Я начал заселять дом, который построил для Жоры и его Венеры. Первым делом я перевесил из подземелья в дом постер с женщиной в стрингах, восседающей на новеньких покрышках. Я хорошо помнил ее мистическое поведение и желание обернуться и посмотреть на меня. «Лучше самому контролировать ее голую задницу, – решил я, – чем испуганно ждать, что она там, внизу, что-нибудь придумает. Спустишься как-нибудь в Жорину каморку, а ее нет. Покрышки на месте, а женщина ушла. Вот где ужастик начнётся, с инфарктом миокарда в конце. Нет, уж лучше сначала какое-нибудь венерическое заболевание. Да и, вообще, я ей сразу пообещал, что украду. Правда, пьян я был тогда. Но слово все равно надо держать».

Из подземной лаборатории я собрал пять стульев и понял, что на этом мой уют и закончится. Лестница, спускающаяся прямо с террасы дома к входу в подземелье, была очень удобна. Для привидений и прочих сущностей, поднимающихся из мрака. Но таскать по ней мебель, тем более в одиночку, было немыслимо. Собственно говоря, и мебели то никакой не было. Я претендовал только на стол. Жорину кровать я решил сразу не использовать. А вот холодильник требовал сначала проводов, а уж потом телепортации и элементов волшебства, для его последующего заполнения: палочка (крабовая), нога (куриная), безнадёга (полная). Да и зачем начинающему бомжу холодильник? Но в этом месте я себе врал. Всего за пару предыдущих месяцев я уже понял, что без электричества, хэмингуэйевского свитера как у Саши, книг и тёплой печки я бомжевать отказываюсь. Я люблю, конечно, одиночество, но контролируемое.

Собственно я уже осознал, как здесь оказался. Строя дом для Жоры, я не собирался в нем жить. Но проектировал его под себя – как мне было бы в нем удобно и комфортно. Хуже того, когда началась заварушка с американцами, Иван Макарыч строго настрого запретил его достраивать. А Кукушкин тогда сказал – если сейчас не достроим, потом не дадут.
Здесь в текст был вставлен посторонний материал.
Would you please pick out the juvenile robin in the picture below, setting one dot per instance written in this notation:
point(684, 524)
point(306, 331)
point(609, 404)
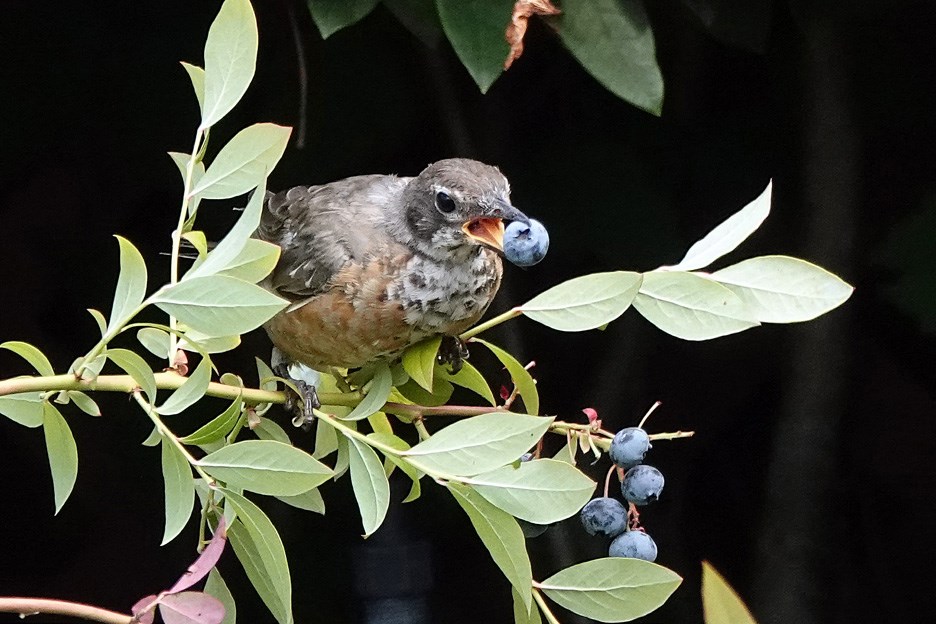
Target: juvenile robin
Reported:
point(373, 264)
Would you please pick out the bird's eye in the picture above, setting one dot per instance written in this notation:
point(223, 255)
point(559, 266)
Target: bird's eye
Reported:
point(444, 203)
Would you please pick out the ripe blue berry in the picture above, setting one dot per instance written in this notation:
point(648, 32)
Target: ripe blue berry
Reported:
point(642, 484)
point(525, 245)
point(629, 447)
point(633, 544)
point(604, 516)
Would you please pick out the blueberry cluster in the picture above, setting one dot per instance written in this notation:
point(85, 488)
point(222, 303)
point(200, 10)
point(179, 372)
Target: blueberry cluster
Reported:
point(641, 485)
Я раздал все свои деньги в качестве премии работникам, которые тоже знали, что начальник лесхоза запретил, но деньги взяли. И мы достроили.
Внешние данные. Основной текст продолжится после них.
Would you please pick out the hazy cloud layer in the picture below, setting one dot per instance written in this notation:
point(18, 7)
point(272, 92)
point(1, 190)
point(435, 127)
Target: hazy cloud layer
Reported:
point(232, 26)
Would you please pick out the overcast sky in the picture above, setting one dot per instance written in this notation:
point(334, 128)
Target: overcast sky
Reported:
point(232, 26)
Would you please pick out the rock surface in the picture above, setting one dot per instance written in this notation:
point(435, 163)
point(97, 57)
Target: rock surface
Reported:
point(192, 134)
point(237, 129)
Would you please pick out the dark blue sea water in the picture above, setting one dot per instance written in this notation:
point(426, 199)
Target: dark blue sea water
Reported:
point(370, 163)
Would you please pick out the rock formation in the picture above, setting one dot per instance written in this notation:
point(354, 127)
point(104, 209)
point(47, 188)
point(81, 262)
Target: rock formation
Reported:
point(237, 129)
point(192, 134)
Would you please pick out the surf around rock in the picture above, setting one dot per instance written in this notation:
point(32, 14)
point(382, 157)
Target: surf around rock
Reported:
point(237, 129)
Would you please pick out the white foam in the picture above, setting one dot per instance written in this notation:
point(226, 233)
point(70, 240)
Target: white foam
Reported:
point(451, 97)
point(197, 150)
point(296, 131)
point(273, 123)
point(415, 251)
После этого мы с Иван Макарычем дистанцировались друг от друга. Я, конечно, понял, что он обиделся не на то, что я его ослушался, а на то, что я влез в это со своими деньгами. Это было некрасиво, и я его прекрасно понимаю. А вот он меня? Не знаю. Но оставшись без копейки, я почувствовал себя крайне зависимым. И когда он же предложил мне эту сомнительную работу, я подсознательно сразу согласился. Поэтому ни портфель Светки Зариной, ни юношеские поллюции, и даже номер моего паспорта с пропиской здесь были, конечно, не причем. Жизнь – цепь, а мелочи в ней звенья, последовательность которых изменить уже нельзя.